RON HART: Let’s get fiscal: Bungee off the cliff

Published: Thursday, November 29, 2012 at 04:32 PM.

In the Democratic vernacular, taxes have changed to “revenues.” Long ago they replaced the word "spending" with “investments,” especially when wasting money on Solyndra and the like. They think we are stupid.

When Clinton so famously “balanced the budget” with the Internet boom and all the taxes from those stock sales, the GOP and Newt Gingrich passed a budget (yes, Congress used to do that) of $1.7 trillion in expenditures. Adjusted for inflation, our federal government would be spending $2.3 trillion today and collecting $2.5 trillion in “revenues,” resulting in a $200 billion surplus. But instead of increasing government spending in line with normal inflation, under Bush and Obama we are spending $3.8 trillion today. Democrats, who believe we have a “revenue” instead of a “spending” problem, must also think they have a bartender, not a drinking, problem.

Those Republican neo-cons who have never seen a country they do not want to bomb because it looked at us wrong, have to give on defense. We spend $1.19 trillion a year on defense — more than the other top ten countries combined and more than six times what second place China spends.

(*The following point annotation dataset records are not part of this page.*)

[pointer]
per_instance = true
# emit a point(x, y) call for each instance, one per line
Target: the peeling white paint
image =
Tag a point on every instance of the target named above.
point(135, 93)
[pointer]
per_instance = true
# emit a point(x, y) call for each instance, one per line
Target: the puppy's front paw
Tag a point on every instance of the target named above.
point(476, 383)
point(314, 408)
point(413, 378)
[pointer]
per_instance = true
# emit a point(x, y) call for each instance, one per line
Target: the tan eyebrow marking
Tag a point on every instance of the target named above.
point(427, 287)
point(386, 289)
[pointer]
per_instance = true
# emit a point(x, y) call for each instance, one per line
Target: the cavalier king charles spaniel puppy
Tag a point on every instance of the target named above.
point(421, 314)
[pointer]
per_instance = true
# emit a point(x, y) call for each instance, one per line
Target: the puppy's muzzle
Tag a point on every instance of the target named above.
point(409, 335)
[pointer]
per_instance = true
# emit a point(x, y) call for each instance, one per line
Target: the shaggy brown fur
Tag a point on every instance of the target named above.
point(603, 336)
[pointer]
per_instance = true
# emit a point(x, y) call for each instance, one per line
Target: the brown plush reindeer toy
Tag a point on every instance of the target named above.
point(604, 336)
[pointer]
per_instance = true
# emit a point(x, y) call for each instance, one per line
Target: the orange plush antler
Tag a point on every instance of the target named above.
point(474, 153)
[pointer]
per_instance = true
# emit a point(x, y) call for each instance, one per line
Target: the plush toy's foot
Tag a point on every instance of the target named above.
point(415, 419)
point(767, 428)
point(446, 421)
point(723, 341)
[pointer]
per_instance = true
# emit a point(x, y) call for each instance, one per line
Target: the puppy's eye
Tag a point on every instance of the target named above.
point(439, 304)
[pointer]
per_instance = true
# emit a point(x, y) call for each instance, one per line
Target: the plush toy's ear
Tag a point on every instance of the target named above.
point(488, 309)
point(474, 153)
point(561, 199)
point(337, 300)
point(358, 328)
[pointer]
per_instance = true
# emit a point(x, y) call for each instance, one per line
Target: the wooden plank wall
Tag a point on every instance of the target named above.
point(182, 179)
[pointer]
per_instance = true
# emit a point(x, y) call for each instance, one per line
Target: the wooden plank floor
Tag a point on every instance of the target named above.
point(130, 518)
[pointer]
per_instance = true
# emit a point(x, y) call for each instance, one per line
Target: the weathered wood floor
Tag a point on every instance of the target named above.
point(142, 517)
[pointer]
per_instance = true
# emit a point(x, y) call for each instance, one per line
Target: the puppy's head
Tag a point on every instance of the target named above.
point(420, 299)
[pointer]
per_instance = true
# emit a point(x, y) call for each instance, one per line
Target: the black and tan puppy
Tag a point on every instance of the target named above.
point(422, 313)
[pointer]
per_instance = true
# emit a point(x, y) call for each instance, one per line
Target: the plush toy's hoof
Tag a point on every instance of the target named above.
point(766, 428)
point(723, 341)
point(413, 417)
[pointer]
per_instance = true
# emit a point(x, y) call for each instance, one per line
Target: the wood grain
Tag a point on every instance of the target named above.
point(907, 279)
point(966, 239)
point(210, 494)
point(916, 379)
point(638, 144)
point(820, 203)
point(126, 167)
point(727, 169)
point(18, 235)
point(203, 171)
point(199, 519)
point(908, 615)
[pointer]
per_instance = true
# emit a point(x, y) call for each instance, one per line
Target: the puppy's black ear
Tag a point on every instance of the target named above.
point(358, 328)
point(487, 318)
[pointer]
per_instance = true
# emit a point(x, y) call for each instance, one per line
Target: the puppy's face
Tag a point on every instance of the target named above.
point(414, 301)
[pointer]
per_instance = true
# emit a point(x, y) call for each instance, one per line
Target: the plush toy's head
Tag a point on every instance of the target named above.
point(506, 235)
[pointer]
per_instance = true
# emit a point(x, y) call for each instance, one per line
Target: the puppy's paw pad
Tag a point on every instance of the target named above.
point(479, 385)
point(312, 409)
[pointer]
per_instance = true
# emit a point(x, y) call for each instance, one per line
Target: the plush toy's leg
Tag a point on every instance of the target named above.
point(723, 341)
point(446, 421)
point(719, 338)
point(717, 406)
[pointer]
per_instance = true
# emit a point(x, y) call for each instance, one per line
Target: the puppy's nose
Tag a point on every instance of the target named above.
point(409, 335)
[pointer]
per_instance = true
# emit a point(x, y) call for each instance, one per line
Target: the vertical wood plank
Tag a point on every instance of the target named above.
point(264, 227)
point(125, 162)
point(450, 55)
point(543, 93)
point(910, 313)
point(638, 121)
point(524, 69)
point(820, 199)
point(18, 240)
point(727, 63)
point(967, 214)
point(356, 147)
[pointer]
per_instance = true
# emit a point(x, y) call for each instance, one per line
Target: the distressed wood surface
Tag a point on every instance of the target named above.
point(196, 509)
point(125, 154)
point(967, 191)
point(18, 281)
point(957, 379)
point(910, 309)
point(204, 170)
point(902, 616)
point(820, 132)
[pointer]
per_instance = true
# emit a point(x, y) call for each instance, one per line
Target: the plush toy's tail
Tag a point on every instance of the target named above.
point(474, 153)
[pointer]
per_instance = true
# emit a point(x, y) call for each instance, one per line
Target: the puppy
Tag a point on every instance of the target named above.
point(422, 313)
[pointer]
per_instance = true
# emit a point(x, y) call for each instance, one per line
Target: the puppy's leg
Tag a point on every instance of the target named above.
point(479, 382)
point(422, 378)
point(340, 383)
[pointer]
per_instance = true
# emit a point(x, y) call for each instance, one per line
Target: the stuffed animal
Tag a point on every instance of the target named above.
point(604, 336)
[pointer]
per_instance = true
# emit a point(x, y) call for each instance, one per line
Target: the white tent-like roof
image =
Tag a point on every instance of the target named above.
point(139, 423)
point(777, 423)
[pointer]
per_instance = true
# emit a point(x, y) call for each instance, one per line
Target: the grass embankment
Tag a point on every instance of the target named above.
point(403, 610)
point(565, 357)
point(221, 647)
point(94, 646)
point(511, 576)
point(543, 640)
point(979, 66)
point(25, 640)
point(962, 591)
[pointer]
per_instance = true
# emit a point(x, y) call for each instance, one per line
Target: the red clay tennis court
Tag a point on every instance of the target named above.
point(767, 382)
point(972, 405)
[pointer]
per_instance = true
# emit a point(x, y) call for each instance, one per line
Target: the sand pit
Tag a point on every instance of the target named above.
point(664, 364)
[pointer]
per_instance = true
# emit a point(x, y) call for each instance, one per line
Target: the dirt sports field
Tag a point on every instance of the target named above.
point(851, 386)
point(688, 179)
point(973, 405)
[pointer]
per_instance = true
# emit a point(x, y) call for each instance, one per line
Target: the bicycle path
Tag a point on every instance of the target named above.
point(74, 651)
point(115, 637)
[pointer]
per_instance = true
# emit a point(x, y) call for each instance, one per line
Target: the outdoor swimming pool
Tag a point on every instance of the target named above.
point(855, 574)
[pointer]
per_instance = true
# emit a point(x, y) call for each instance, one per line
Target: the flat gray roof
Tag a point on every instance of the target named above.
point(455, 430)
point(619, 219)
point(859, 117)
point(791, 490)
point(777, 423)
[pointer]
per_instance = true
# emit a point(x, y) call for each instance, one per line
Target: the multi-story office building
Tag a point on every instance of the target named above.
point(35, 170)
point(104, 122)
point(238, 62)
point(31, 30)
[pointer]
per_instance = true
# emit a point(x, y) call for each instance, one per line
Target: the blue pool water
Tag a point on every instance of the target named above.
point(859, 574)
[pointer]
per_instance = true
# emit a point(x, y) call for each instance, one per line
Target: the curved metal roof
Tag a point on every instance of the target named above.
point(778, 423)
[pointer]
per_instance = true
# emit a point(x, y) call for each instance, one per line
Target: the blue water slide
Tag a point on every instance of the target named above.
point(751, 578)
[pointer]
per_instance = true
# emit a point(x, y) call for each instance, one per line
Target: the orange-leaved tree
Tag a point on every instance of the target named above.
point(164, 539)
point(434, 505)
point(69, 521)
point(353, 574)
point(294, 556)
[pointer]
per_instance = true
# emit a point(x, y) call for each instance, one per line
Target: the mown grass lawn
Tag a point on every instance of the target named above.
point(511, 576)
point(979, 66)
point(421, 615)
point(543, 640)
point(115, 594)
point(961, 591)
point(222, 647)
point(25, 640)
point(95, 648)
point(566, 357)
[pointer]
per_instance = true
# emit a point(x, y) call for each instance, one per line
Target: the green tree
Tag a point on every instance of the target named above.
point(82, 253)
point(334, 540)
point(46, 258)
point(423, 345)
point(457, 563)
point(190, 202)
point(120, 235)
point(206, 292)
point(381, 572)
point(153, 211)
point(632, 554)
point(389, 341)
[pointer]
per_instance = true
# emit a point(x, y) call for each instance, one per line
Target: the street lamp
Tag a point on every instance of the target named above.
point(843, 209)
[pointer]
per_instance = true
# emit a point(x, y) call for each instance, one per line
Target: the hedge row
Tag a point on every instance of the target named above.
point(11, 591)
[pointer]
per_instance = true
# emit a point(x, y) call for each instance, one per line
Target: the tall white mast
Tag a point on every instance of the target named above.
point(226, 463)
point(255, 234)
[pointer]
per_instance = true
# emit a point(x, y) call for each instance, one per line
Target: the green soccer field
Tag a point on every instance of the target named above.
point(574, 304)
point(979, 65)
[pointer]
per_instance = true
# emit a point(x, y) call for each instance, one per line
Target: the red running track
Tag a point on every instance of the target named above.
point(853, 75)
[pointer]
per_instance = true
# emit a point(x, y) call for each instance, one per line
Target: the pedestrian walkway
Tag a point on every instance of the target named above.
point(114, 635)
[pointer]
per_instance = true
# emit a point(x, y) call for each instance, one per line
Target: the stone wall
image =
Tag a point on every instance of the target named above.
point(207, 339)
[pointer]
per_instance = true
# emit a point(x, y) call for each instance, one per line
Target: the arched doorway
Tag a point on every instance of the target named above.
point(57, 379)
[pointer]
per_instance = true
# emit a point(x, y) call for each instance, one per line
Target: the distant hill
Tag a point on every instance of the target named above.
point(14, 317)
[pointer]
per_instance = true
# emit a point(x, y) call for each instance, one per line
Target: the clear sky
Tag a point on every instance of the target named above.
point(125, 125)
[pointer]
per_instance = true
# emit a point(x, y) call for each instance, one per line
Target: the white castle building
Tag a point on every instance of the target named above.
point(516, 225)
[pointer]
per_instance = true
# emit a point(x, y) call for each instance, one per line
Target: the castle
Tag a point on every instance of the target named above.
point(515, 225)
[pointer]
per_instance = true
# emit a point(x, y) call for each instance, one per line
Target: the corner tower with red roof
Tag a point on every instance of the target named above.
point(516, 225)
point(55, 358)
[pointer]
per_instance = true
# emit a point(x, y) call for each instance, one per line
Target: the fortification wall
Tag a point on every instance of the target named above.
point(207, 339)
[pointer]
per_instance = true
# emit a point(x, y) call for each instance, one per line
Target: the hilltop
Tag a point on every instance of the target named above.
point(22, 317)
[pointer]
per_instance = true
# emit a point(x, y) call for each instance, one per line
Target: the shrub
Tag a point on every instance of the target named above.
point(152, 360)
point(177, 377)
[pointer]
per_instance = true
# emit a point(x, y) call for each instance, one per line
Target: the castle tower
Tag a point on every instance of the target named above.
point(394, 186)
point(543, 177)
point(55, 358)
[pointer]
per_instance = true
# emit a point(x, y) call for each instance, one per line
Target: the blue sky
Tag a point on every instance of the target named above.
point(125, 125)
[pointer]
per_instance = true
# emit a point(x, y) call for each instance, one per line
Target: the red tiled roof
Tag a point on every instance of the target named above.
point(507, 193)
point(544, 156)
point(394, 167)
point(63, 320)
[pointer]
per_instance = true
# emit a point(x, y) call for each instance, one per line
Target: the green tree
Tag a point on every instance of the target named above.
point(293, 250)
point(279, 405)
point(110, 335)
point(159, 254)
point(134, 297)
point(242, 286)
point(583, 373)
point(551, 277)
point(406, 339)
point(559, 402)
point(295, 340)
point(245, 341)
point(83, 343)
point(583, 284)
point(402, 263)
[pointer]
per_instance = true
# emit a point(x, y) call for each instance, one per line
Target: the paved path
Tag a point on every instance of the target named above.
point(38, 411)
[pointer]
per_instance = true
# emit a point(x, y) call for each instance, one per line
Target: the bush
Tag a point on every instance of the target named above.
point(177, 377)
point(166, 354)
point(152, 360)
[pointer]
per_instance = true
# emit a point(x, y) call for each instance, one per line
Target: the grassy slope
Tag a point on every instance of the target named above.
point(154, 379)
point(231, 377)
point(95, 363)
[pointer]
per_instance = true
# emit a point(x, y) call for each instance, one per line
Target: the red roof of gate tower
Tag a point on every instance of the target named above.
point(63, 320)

We have more generals than we had during World War II, and they have plenty of time on their hands to chase women. The sex triangle of Generals Petraeus and Allen might turn into a sex Pentagon.

As General Eisenhower warned us about the “military industrial complex," it will grow and spend as long as you fund it. When you have a hammer, you are always looking for a nail, thus all these wars and conflicts overseas. Noble men and women serve in our military, so we always want to support the troops. But we have to rethink supporting demands of military generals whose power is based on their budgets and on making wars.

The D.C. spending precept remains: if you don’t spend all your budget this year, it gets cut next year.

In short, the “fiscal cliff” will play out like most political events. Politicians will do what they do best: kick the can down the road. They will probably let us go off the “fiscal cliff” so they can magnanimously “save us” from what they created. It will be more like a fiscal Bungee jump, with some mishmash of agreements that preserve their jobs and sweep government growth under the table.